The national average price for a gallon of regular gas stood at $3.92 a gallon Saturday, according to AAA. That is the highest price since April 2012.
“This is not the end of it,” said Tom Kloza, global head of energy analysis for OPIS, which collects data from 140,000 gas stations nationwide for AAA’s price averages. Wholesale gasoline prices rose another 23 cents in trading Friday. Kloza said the wholesale gas price increases are likely to be passed onto consumers in short order.
“It’s absolutely out of control,” he said.
The average household uses about 90 gallons a month, said Kloza, so a $1.17 increase in gas prices costs that household about $105.50 a month, or just under $1,300 over the course of a year.
Prices have been rising because Russia is one of the world’s major oil exporters, with most of its oil going to Europe and Asia. Russian oil made up only 2% of US oil imports in December, according to Energy Department data.
But oil is priced on global commodity markets, so the impact of Russia on global markets is felt everywhere.
“It’s not mission-critical. Canada, Mexico, Saudi Arabia — those are the big boys” in terms of US oil imports, said Kloza. “Russia is a bit player.”
Kloza said even without a ban on US imports of Russian oil, he could see the average price rise to a new record of between $4.25 to $4.50 a gallon. He said the rapid rise in the price of gas is making a particularly strong impression on the public, compared to a slow but steady increase in prices.

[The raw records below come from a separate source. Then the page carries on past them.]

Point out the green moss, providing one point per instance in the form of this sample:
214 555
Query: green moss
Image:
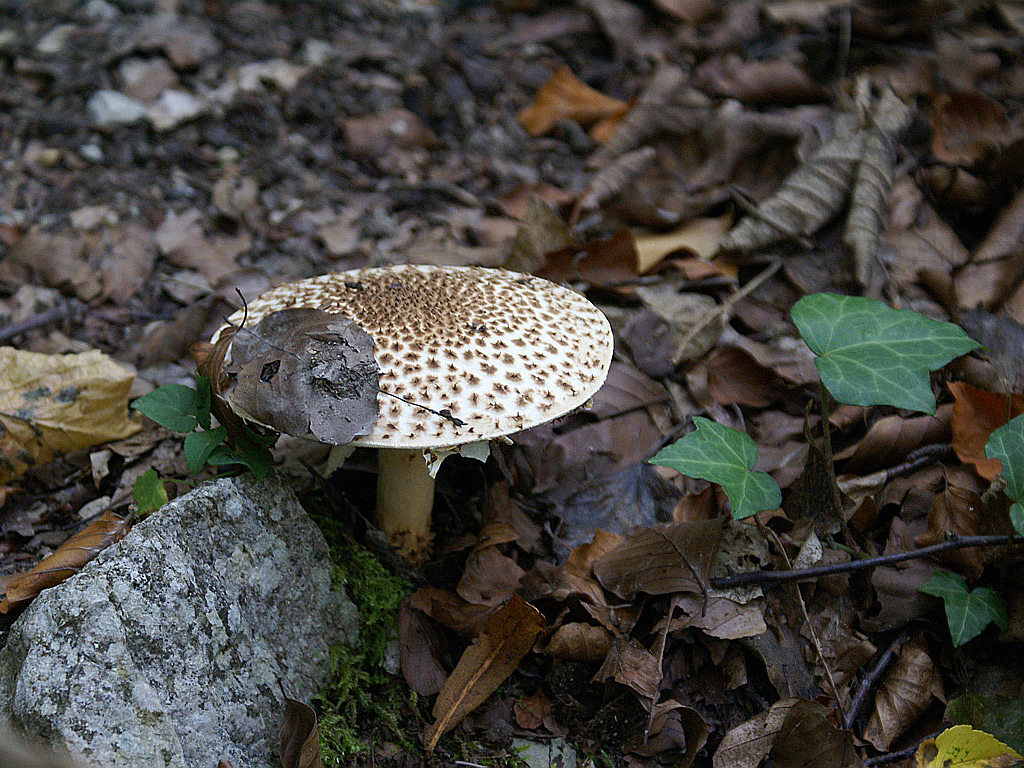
360 696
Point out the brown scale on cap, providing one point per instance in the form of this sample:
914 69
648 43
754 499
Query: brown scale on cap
419 315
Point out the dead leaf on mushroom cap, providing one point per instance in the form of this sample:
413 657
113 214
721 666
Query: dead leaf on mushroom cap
306 373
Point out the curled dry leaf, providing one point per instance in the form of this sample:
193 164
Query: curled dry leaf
305 372
976 415
795 733
299 736
53 403
663 559
563 96
903 694
506 638
67 560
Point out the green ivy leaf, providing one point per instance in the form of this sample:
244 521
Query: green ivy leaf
724 456
148 493
173 407
199 445
871 354
1007 444
967 612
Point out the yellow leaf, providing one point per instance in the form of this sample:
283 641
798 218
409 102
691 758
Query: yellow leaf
52 403
963 747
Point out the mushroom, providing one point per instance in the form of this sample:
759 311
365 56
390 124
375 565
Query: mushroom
466 354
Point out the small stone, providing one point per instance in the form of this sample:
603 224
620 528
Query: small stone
54 40
92 153
108 109
172 109
99 10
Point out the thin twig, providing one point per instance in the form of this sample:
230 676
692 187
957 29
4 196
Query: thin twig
871 678
65 310
778 577
810 625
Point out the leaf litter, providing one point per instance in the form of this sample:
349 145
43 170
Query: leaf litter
377 148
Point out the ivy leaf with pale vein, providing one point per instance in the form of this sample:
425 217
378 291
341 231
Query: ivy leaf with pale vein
871 354
1007 444
725 456
967 612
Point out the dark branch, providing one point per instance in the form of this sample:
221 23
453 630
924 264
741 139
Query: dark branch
778 577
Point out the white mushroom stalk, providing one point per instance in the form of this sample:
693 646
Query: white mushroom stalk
466 355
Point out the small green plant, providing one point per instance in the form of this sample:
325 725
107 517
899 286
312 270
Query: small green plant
866 353
184 410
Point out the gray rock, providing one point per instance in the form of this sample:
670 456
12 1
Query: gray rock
170 648
107 109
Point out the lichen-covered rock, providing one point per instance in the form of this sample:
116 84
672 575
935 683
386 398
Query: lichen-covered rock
172 647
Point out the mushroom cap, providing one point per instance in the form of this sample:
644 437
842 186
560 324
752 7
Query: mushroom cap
499 351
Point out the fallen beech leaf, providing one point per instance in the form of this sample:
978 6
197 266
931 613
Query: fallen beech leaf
67 560
565 96
663 559
299 737
506 638
903 694
976 415
53 403
794 732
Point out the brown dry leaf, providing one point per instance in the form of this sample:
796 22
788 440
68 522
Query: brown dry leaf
808 199
735 377
955 511
976 415
795 733
891 438
506 638
52 259
421 648
126 258
541 232
67 560
451 610
903 694
51 404
699 237
563 96
373 135
774 82
305 372
488 578
578 641
967 127
995 265
299 737
609 262
663 559
632 665
530 712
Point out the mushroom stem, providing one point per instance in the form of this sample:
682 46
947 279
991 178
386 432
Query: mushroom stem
404 500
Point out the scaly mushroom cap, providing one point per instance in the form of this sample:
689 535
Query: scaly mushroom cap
499 350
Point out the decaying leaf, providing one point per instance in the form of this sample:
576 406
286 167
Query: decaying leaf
67 560
662 559
563 96
505 639
905 691
52 403
305 372
299 737
795 733
963 747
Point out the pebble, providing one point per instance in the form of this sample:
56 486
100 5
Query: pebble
107 109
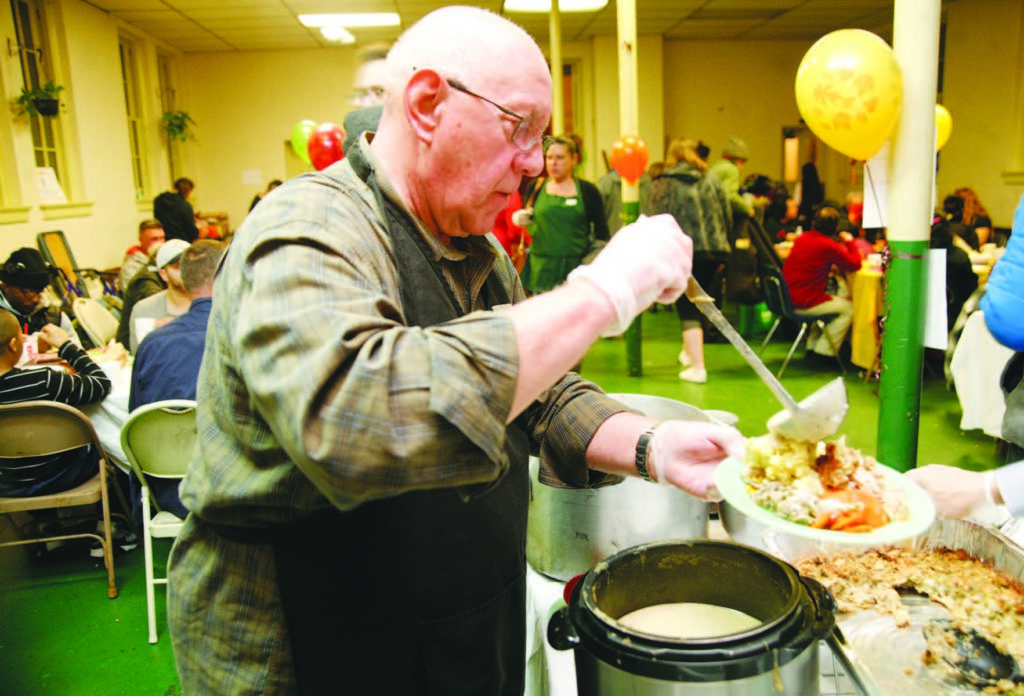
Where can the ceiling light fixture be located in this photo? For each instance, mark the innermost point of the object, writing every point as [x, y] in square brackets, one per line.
[351, 19]
[337, 34]
[545, 5]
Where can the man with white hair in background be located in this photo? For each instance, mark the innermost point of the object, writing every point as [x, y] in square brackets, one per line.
[373, 382]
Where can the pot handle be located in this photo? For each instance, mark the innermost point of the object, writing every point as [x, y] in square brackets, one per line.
[824, 605]
[825, 626]
[561, 635]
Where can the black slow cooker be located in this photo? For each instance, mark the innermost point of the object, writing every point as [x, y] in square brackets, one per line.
[779, 655]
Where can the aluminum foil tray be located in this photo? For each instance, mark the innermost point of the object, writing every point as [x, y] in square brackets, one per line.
[889, 657]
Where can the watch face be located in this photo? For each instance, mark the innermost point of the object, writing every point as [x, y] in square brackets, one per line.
[643, 449]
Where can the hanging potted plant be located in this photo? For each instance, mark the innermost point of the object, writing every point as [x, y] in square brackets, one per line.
[177, 126]
[42, 100]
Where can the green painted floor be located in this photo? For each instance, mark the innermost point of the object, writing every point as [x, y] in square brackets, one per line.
[61, 636]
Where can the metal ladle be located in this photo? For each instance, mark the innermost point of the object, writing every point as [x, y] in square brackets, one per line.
[816, 418]
[974, 656]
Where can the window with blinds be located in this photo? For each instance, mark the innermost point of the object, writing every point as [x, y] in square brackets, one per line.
[34, 52]
[132, 91]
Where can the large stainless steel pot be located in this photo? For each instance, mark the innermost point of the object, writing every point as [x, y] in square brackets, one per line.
[779, 656]
[569, 530]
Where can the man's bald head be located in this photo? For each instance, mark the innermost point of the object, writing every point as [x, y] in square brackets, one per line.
[469, 95]
[470, 43]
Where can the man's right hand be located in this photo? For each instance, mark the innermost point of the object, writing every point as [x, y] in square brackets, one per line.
[649, 260]
[53, 335]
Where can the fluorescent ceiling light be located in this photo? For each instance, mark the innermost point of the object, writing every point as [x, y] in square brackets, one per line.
[351, 19]
[338, 35]
[563, 5]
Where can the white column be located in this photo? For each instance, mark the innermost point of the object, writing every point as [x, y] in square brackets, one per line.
[557, 83]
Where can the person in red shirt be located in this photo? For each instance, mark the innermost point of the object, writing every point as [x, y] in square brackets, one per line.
[807, 269]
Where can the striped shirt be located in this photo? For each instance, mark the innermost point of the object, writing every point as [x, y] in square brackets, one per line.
[89, 385]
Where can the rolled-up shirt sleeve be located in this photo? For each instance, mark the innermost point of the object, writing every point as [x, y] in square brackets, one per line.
[1010, 480]
[365, 405]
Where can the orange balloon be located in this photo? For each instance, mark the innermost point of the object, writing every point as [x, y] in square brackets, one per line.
[629, 157]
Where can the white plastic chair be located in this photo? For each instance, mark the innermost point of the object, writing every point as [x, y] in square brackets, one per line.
[158, 440]
[99, 323]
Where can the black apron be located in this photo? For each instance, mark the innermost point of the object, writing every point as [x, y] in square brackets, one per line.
[421, 594]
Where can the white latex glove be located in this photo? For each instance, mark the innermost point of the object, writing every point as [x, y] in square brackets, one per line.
[955, 492]
[685, 453]
[649, 260]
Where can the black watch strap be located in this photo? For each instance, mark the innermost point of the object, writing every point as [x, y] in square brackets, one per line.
[643, 452]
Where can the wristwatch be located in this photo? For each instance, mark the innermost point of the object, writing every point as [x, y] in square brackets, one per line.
[643, 452]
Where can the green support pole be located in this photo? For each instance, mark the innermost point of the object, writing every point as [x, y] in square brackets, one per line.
[634, 351]
[902, 354]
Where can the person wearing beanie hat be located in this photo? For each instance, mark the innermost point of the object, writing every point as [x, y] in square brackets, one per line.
[24, 278]
[175, 213]
[734, 156]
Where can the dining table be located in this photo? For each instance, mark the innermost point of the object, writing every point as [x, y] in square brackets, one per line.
[109, 416]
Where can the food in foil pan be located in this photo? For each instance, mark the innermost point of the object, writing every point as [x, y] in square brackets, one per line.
[825, 485]
[974, 573]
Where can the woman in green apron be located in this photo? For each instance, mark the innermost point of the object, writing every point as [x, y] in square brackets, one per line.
[567, 218]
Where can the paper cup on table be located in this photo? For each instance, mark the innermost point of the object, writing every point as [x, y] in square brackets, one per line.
[30, 349]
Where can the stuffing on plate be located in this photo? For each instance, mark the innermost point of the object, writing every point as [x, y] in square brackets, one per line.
[821, 484]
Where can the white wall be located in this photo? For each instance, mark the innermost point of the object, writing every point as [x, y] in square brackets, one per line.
[245, 106]
[984, 92]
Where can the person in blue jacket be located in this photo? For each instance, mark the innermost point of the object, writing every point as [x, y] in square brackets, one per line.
[956, 492]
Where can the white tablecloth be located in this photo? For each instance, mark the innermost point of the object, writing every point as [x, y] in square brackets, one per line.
[977, 364]
[110, 415]
[549, 671]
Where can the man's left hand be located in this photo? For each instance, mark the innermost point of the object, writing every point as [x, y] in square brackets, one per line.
[685, 454]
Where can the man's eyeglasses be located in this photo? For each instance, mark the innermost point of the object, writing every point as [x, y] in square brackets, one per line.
[525, 134]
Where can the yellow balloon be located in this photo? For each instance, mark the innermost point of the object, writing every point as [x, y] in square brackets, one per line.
[943, 126]
[850, 90]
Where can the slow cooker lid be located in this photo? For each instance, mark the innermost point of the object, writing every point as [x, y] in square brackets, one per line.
[706, 571]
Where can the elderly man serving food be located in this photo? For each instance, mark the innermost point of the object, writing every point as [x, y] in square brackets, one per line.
[374, 381]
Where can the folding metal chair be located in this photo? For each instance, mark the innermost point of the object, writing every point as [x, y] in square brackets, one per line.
[37, 428]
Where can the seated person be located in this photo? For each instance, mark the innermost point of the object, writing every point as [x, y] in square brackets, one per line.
[806, 271]
[175, 213]
[144, 284]
[151, 233]
[957, 492]
[965, 235]
[50, 473]
[161, 307]
[961, 278]
[24, 278]
[167, 361]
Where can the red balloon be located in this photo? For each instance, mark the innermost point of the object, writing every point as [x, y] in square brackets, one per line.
[629, 157]
[325, 145]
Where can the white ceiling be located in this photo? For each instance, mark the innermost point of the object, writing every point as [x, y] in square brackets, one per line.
[194, 26]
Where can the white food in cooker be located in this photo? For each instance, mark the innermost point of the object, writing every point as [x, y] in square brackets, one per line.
[686, 620]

“When you get increases this quick, and this dramatic, you really scald the public,” he said.
California’s statewide average jumped 13 cents on Friday to $5.07 a gallon, making it the first state ever to have an average price above $5 a gallon. Its average price rose another 11 cents to $5.18 Saturday.
There are now 11 states — California, Hawaii, Nevada, Oregon, Washington, Alaska, Illinois, New York and Pennsylvania, Connecticut and Arizona, as well as Washington, DC — where the average price was already over $4 a gallon, with Connecticut, Arizona and Washington, DC, crossing the $4 mark with the latest reading.
Six more states — New Jersey, Massachusetts, Rhode Island, Vermont, Maryland and Delaware, are within a nickel of that $4 average.